Yukarıda verilen çeşitli yönetim tekniklerinden, yerel yönetimlerde etkinliğin arttırılması için bir yol haritası çıkarılacak olursa özünde aşağıdaki başlıca konular ele alınmalıdır (Coşkun ve Öztürk, 2002: 74-80) :

 Planlama

 Hizmet standardı ve kalitesi  Yönetime katılma

 Personel politikası  Verimlilik ilkesine uyma  Örgütsel yapının adaptasyonu

Yürütülen hizmetlerin insanların ihtiyaçlarına ve beklentilerine uygun olması, hizmetlerin yürütülmesi esnasında kamu yararının sürekli göz önünde tutulması, hizmetlerin gerekli olduğu zaman diliminde öngörülen en kısa sürede yerine getirilmesi açısından toplumsal ve zamansal boyutları olan bir kavramdır (Yalçındağ, 1997: 3-4). Ayrıca yerel yönetimlerde etkinlikten bahsedilebilmesi için çeşitli boyutları göz önünde bulundurmak gerekir. Bunlar;

Toplumsal Boyut; yürütülen çalışmaların ve hizmetlerin yerel toplulukların ve

insanın gereksinimlerine beklentilerine dönül olması, hizmetlerin yürütülmesinde “kamu yararı” ölçütünün sürekli göz önünde tutulması gerekecektir.

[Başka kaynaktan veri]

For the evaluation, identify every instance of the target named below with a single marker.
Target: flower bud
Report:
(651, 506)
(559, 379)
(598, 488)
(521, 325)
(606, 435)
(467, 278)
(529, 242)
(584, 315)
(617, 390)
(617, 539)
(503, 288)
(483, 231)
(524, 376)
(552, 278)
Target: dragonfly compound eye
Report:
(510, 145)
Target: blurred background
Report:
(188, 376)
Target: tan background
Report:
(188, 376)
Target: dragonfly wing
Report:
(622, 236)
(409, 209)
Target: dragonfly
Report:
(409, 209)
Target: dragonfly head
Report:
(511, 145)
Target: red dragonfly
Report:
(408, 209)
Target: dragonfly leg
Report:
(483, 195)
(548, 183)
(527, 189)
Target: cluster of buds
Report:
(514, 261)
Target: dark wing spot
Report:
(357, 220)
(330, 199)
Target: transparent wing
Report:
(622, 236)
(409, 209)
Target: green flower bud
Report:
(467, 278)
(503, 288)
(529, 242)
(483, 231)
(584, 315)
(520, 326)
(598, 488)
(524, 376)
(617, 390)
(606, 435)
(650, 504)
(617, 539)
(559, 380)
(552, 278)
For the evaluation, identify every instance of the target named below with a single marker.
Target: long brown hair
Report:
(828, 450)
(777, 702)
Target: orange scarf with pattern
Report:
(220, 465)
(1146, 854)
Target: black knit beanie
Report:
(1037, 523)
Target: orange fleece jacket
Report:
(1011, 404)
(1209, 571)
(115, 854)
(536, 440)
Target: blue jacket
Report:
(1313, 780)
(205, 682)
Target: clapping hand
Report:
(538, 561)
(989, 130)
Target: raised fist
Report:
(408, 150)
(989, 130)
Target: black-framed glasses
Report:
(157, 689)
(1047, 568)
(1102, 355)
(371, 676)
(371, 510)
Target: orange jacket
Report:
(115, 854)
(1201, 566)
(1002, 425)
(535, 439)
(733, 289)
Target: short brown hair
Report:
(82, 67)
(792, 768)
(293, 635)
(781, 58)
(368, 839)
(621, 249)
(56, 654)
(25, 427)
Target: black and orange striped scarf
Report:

Zaman Boyutu; yerel hizmetlerin gerekli olduğu zaman dilimi, öngörülen en

kısa sürede (proje söz konusu ise, proje süresi içinde) yürütülerek tamamlanması gerekmektedir.

Yerel hizmetlerde etkinliğe ulaşılabilmesi için hizmetlerde tahsis verimliliği ile teknik verimliliğin de gerçekleştirilmesi gerekir. Tahsis verimliliği, fayda ve maliyetlerin vatandaşlar arasında nasıl tahsis edildiğine ilişkin bir kavramken, teknik verimlilik maliyet ve faydalar (çıktılar ve sonuçlar ile etkiler de dahil olmak üzere) arasındaki ilişkileri ele alan bir kavramdır. Tahsis verimliliği, halkın bütün kesimleri tarafından hizmetlere iyi bir şekilde ulaşılması ve hizmetlerin eşit olarak sunulması bakımından önemlidir (Akdağ, 2012: 122).

Yerel yönetimlerde bir etkinlikten bahsedilebilmesi için görevlerin ve amaçların tam anmalıyla belirlenmesi ve bu amaçların gerçekleştirilmesinde etkinliğin sağlanması gerekmektedir. Kendi başına belediyeler etkin mi diye bakmak yeterli bir yaklaşım değildir (Tekeli, 1983: 12). Performansın arttırılması için yasal zemin oluşturulmalıdır ve bunun uygulamadaki yansıması etkinlik göstergesi olarak değerlendirilmelidir.

Demokrasi, katılım, temsil ve etkinlik kavramlarının çalışma açısından uygulama alanı bulduğu temel konu büyükşehir yönetimleridir. Büyükşehir yönetiminin hem kavramsal boyutu hem de geçirdiği süreç göz önüne alındığında, demokratiklik ve etkinlik kavramlarının uygulamadaki artıları ve eksileri daha net ortaya konulabilecektir.